When my phone goes off again, I know it’s Trent. I pull it out to find I’m right. Fuck. Amelia grabs my phone, the little brat. I don’t mind, I liked how happy she looked when I gave it to her in the restaurant.
“Chris, this poor guy. He’s lonely, do you want to invite him over for a movie or something?”
“Hell no, I want to take you home and fuck you and fall asleep in a nice warm bed. He’s not lonely, he’s horny. The dumbass isn’t getting within a hundred feet of you.”
“You’re nuts. I’ve met Trent before, he’s a client of the lawyer in the office right next to me. He’d never make a pass. Well he did once, but I think it was like a reflex or something. Whatever. So hook him up with someone.”

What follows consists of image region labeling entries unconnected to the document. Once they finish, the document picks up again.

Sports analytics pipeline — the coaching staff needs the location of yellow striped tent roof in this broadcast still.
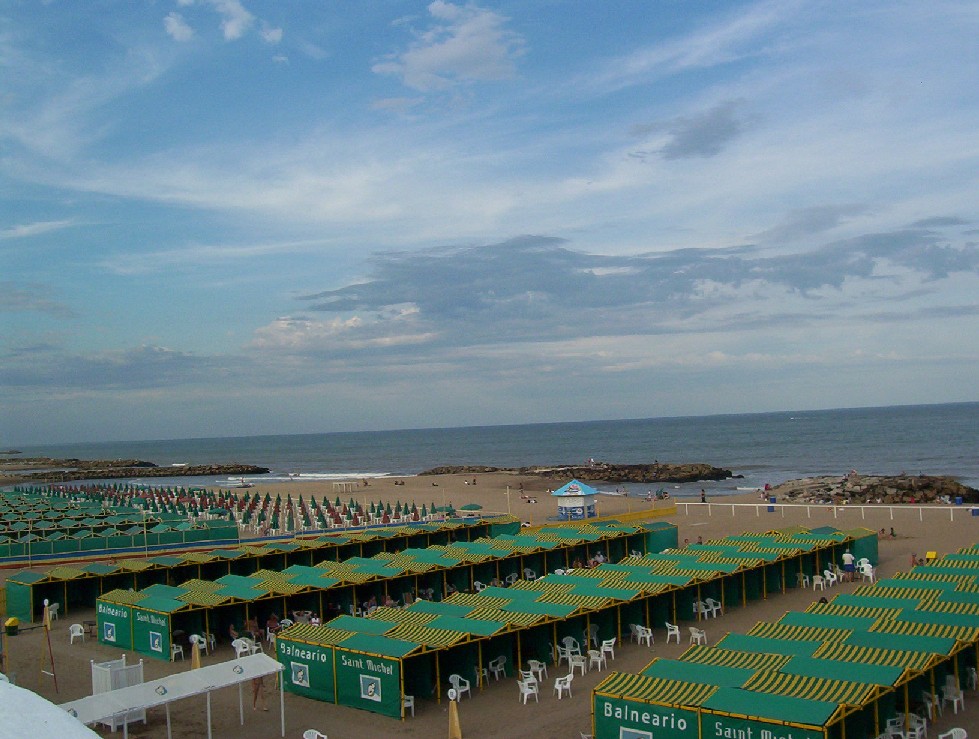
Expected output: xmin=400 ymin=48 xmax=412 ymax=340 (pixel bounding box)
xmin=444 ymin=586 xmax=516 ymax=608
xmin=594 ymin=672 xmax=717 ymax=706
xmin=812 ymin=642 xmax=938 ymax=672
xmin=680 ymin=644 xmax=792 ymax=670
xmin=180 ymin=578 xmax=221 ymax=593
xmin=99 ymin=588 xmax=146 ymax=606
xmin=384 ymin=624 xmax=471 ymax=649
xmin=743 ymin=670 xmax=877 ymax=706
xmin=870 ymin=621 xmax=979 ymax=643
xmin=748 ymin=622 xmax=853 ymax=642
xmin=286 ymin=624 xmax=354 ymax=645
xmin=367 ymin=606 xmax=438 ymax=625
xmin=176 ymin=588 xmax=231 ymax=608
xmin=46 ymin=565 xmax=91 ymax=580
xmin=891 ymin=567 xmax=975 ymax=584
xmin=466 ymin=606 xmax=547 ymax=628
xmin=806 ymin=603 xmax=902 ymax=619
xmin=853 ymin=585 xmax=942 ymax=600
xmin=915 ymin=591 xmax=979 ymax=616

“Sugar, that’s what a trip to the club entails. I’m pretty damn sure you don’t want me going to the club. Or am I wrong?”

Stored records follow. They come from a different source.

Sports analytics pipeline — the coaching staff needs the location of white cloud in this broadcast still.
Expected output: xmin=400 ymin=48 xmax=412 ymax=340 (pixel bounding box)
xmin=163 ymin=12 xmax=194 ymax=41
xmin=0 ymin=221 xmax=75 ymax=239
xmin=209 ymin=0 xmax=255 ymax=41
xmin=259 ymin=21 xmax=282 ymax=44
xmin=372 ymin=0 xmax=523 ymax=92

“Hmm...no, the idea of you in the club with some stripper grinding on you has me wanting to growl—wait. What if I went with you? I’ve never been to a strip club. I always wanted to know what it’s like in there. Karen has been in one and another female lawyer in our New York office has been to several. I was supposed to go with her the last time I was in New York, but the client cancelled the meeting.”
Her request surprises the hell out of me. Sweet, good girl Amelia in a strip club? “Hell no. I’m not taking you to a strip club. There are a bunch of drunk, horny men there who will flip t
heir shit when they see you. Not happening.”

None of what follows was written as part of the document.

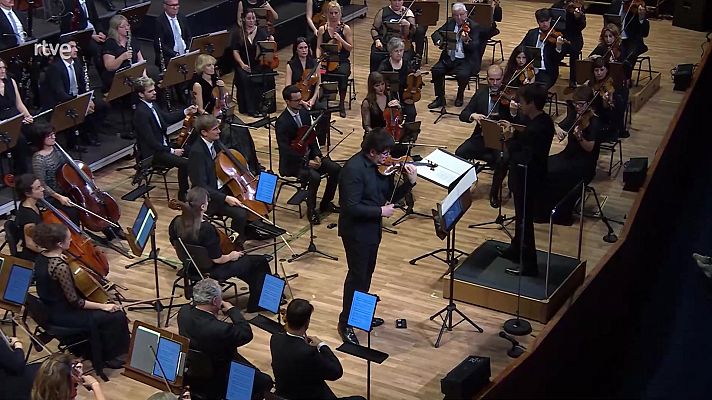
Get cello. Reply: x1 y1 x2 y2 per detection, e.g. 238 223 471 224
54 143 121 232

“Please, pretty please. I want to go just once. I’ll be good, I won’t let any guy get near me, and if they do you can just growl at them again.” She teases me with a smile. “I’ll do anything you want me to do, for as long as you want me to.” I jump when she grabs my cock through my jeans. Fuck. The cabbie swerves, he can’t take his eyes off her.
“Fine.” Even as the word flies out of my mouth I can’t believe I say it.
“Thank you,” she whispers against my mouth, then tells the cabbie to take us to her place instead.
“Why are we going to your place?”
“To change, silly, I can’t go looking like this. Text Trent, let him know we’re on our way.”
15
Amelia
A strip club, me, I’m going to a strip club. I’d always been curious about them, but when I found out a lawyer in our New York office had a client schedule a meeting there I was outraged. She laughed and said it was no big deal.
Now, I can’t stop wondering about the appeal of the strippers. Chris said he hooked up with strippers because they embrace their curves, but I can’t shake the feeling there has to be more than that. These women have something that drew him back over and over, and I need to know what it is. A part of me is terrified I won’t be able to keep him satisfied once the shiny, newness of me wears off. Maybe the women will be able to tell me how to him interested.
Getting out of the cab, I’m lost in thought as I wonder if this is a good idea or a very bad one. I unlock the door to my building then head for the elevator on autopilot. “Why is there an elevator in a four floor walk-up?”
“Ethan put it in for me after my accident. I stayed with Holly and Ethan for a few weeks, until I was cast free. At the time Ethan wanted me to buy a condo in their building, but I love my place, it’s my home. So Ethan had the elevator put in. When he did it I swore I wouldn’t use it, only I use it all the time. My knee hates stairs with a passion. One flight is fine, anything more than two and you’d think I was trying to climb Everest. It hurts like a motherfucker.”